In my middle school, kids ducked into their lockers before homeroom to apply glosses and eye shadows where disapproving parents couldn’t see. We wanted more freedom, not less. ‘Kids are growing up too fast these days,’ was a constant refrain. We rolled our eyes. We didn’t want to dress like kids, talk like kids or act like kids. Childhood wasn’t a place for complacency, it was a minefield full of strange adults who had jurisdiction over us.
‘Why are we all dressing like children?’ asks Teen Vogue, house journal of the politically infantile. Sartorially, the casual lewks of unicorns and glitter, fairy wings and candy stripes, ruffled socks and neon blocks, are popping up on the runways and off the racks. In answer to their own question, Teen Vogue claims that millennials are ‘soothing themselves with childlike fashions as a means of escape from being “real” adults’, and seeking a ‘gentle reminder of their youth’. We’re watching youth emerge from childhood without the skills necessary to support adult existence. Rompers and rainbows have replaced pencil skirts and proper trousers.

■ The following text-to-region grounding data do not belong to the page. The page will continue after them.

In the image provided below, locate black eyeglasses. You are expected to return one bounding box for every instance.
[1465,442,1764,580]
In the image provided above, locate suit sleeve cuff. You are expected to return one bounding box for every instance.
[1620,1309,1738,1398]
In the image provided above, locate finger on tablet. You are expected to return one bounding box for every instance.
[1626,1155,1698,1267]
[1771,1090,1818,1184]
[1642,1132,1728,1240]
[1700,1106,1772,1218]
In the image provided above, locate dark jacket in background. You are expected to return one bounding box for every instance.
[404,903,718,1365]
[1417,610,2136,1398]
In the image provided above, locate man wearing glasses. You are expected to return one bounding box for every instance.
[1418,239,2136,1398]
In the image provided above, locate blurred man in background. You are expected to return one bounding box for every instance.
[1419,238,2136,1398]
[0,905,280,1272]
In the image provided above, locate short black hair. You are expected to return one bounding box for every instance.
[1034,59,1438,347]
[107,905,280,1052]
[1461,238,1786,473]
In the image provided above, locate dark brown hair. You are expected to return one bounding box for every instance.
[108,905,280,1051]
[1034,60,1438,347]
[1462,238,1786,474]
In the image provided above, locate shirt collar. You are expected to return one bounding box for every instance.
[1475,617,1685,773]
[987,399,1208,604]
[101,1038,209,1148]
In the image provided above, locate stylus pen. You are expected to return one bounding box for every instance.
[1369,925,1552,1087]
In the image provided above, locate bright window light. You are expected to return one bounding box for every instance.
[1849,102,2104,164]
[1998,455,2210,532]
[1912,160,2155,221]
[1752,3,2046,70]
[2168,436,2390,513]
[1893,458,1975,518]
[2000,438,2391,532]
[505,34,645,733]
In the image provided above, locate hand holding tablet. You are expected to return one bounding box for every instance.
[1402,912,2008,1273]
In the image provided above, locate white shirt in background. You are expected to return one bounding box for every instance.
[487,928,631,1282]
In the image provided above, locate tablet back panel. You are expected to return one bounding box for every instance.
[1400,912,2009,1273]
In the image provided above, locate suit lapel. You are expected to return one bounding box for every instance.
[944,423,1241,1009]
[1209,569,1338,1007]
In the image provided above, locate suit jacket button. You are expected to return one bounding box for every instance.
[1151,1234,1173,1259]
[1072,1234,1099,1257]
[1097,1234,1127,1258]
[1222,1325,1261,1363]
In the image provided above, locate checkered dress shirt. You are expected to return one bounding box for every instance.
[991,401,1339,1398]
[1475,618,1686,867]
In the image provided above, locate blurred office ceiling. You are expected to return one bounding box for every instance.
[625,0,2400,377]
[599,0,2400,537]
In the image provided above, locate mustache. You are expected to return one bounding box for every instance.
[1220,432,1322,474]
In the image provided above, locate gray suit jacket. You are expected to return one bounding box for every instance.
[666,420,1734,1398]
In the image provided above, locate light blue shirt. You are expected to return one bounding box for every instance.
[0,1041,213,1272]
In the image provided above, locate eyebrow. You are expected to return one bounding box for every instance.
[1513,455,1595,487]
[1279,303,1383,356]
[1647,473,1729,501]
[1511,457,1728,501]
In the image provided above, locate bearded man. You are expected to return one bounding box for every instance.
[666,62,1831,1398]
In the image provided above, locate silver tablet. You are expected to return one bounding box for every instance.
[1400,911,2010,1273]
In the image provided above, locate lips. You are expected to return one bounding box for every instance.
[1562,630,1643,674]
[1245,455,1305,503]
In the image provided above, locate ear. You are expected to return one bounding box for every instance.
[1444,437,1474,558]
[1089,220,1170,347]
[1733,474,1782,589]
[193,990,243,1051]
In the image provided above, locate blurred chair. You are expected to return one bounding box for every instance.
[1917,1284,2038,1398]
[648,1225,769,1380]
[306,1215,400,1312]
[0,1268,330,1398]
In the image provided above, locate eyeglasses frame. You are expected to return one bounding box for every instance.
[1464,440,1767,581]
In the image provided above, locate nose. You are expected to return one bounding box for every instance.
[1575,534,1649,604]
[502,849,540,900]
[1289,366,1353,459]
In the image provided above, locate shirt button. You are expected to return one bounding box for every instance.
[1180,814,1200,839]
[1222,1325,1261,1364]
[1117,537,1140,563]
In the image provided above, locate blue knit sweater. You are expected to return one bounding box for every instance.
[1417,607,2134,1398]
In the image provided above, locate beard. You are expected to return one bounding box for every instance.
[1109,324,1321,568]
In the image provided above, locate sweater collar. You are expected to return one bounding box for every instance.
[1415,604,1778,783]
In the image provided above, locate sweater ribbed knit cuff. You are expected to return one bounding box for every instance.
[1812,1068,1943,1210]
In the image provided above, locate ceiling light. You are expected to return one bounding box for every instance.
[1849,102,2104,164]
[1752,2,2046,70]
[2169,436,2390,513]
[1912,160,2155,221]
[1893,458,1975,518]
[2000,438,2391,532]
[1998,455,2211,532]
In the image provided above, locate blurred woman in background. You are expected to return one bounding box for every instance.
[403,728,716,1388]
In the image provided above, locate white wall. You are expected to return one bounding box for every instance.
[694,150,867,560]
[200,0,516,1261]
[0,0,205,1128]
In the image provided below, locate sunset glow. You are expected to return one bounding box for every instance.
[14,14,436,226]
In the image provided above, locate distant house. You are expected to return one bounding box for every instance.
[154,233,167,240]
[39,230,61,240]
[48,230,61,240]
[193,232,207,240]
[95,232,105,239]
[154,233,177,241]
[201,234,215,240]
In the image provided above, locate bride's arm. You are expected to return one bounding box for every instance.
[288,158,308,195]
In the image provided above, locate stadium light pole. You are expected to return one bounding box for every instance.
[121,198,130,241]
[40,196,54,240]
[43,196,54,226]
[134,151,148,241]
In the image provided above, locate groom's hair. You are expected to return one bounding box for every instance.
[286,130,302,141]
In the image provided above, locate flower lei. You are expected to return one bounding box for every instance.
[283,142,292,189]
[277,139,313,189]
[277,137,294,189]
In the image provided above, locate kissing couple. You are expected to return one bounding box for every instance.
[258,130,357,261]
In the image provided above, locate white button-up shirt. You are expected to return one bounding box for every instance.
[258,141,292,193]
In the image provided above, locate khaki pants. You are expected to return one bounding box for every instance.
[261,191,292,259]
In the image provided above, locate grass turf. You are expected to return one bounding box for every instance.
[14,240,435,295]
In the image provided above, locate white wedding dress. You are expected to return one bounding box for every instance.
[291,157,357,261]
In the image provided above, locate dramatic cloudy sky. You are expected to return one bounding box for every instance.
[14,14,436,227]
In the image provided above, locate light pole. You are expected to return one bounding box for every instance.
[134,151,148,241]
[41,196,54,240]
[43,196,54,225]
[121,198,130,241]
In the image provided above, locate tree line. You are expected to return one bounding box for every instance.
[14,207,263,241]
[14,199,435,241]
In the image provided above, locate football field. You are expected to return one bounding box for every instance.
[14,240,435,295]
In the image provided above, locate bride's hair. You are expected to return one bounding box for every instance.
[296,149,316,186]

‘Kids now grow up much more slowly,’ Greg Lukianoff and Jonathan Haidt write in The Coddling of the American Mind. ‘Activities that are commonly thought to mark the transition from childhood to adulthood are happening later — for example, having a job, driving a car, drinking alcohol, going out on a date and having sex. Members of iGen wait longer to do these things, and then do less of them, than did members of previous generations.’
Netflix is so concerned about not piercing the childhood bubble, and keeping zoned in on their little tiny screens, that they’ve vowed not to show smoking on shows geared toward a younger demographic. This declaration has led to calls that they stop showing scenes of sexual violence, as well. Story lines must be carefully constructed so as not to put any untoward images into the minds of impressionable youth.
Adults are so afraid kids will turn out traumatized like us that they wrap them in bubble wraps of affirmations. But if given the chance, they do grow up. When I saw Harrison Ford running for his life before a giant rolling stone in Raiders of the Lost Ark, I hid under my seat. I can never unsee that –– or the plunger scene in Last Exit to Brooklyn, which was only words in a book.
A stunning article in the Atlantic exposes the New York City public school system’s focus on identity politics over student achievement. It’s an honest account of the parental vanity in school admissions. Principals encouraged parents to opt their children out of statewide testing, ostensibly in support of children who fail to make the grade. ‘[The principal] described all the harm that could come to our son if he took the tests — the immense stress, the potential for demoralization.’
It turned out that the kids who took the test didn’t end up stressed. It was just another school day for them. It’s the parents who’ve lost their sense of judgment.
My youth came with serious expectations, latch keys, bullies and confusion, and that was just home life. Parents left us to our own devices, not because they believed in the power of free play, but because they wanted time to themselves. That’s been replaced with active parenting, but the hands-on approach cuts into independence, responsibility and resiliency.
When I proposed to my ‘mom’ friend that my nine-year-old was ready to walk the few blocks to school by himself, she balked. ‘I’d be too worried about kidnappers,’ she said. I pointed out that there’s crossing guards the whole way. ‘Even so,’ she replied, and shook her head. But what my son wants to know is when I’ll trust him walk to school by himself.
Real grown-ups are starting to push back against this neurotic obsession with stranger danger. Parent-founded organization Let It Grow advocates for parents to let their kids have some responsibility for themselves, so they don’t grow into a bunch of oversized, inept babies. Should we laugh or cry when students at UC Berkeley put together an ‘adulting’ class to learn basic life skills, like balancing a checkbook, budgeting for household expenses, sewing on buttons –– the things that used to be called home economics? They may show up to class in unicorn onesies, but at least they’re showing up, and trying to rectify their chronic infantilism.
Life cannot be curated. It’s not a museum piece, to be designed for the greatest possible comfort. There’s no reason to affirm a longing for childhood’s return, either in dress, or TV shows, or in abandoning serious educational standards. At some point, a kid needs to experience reality, even if that means dodging bird shot in the New England woods.